Microbial degradation of ubiquitous aromatic compounds is central to the global carbon cycle and bioremediation, yet the intrinsic stability of aromatic rings poses a major barrier to their breakdown. Under strictly anaerobic conditions, class II benzoyl-CoA reductases (BCRII) catalyse the key step of this process, a Birch-like reduction of the aromatic ring to a cyclic diene at a tungsten cofactor. This reaction operates beyond the redox limits of conventional biological electron transfer, yet the mechanism by which BCRII generates such extreme reducing power has remained unclear.

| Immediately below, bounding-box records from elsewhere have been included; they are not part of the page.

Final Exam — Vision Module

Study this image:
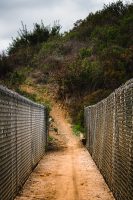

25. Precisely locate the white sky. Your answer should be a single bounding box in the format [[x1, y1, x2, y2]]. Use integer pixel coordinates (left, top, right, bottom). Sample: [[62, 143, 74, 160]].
[[0, 0, 129, 52]]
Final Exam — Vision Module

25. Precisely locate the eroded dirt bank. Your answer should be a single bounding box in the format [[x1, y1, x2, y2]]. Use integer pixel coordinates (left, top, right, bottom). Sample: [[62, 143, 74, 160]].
[[16, 105, 114, 200]]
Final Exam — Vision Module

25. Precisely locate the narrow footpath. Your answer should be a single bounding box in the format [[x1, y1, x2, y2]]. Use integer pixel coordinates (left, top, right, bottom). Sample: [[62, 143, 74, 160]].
[[16, 105, 114, 200]]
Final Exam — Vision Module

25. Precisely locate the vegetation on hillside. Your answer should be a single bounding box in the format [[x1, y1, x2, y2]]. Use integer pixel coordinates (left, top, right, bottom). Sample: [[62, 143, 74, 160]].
[[0, 1, 133, 132]]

Here, high-resolution cryo-electron microscopy, in situ cryo-electron tomography, and enzymatic analyses reveal that the one-MDa BCRII complex from Geobacter metallireducens links two distinct flavin-based electron-bifurcation modules, previously characterised in hydrogenases and heterodisulfide reductases, to drive aromatic ring reduction. Reduced ferredoxin and NADH deliver electrons through sequential confurcation and bifurcation to the catalytic site, while cryo-electron tomography of native cells identifies electron-transferring flavoprotein as second acceptor directing high-potential electrons into the respiratory chain. These results show that modular FBEB units can be hierarchically assembled to extend metabolic redox capacity, highlighting their versatility as adaptable components for electron transfer pathways.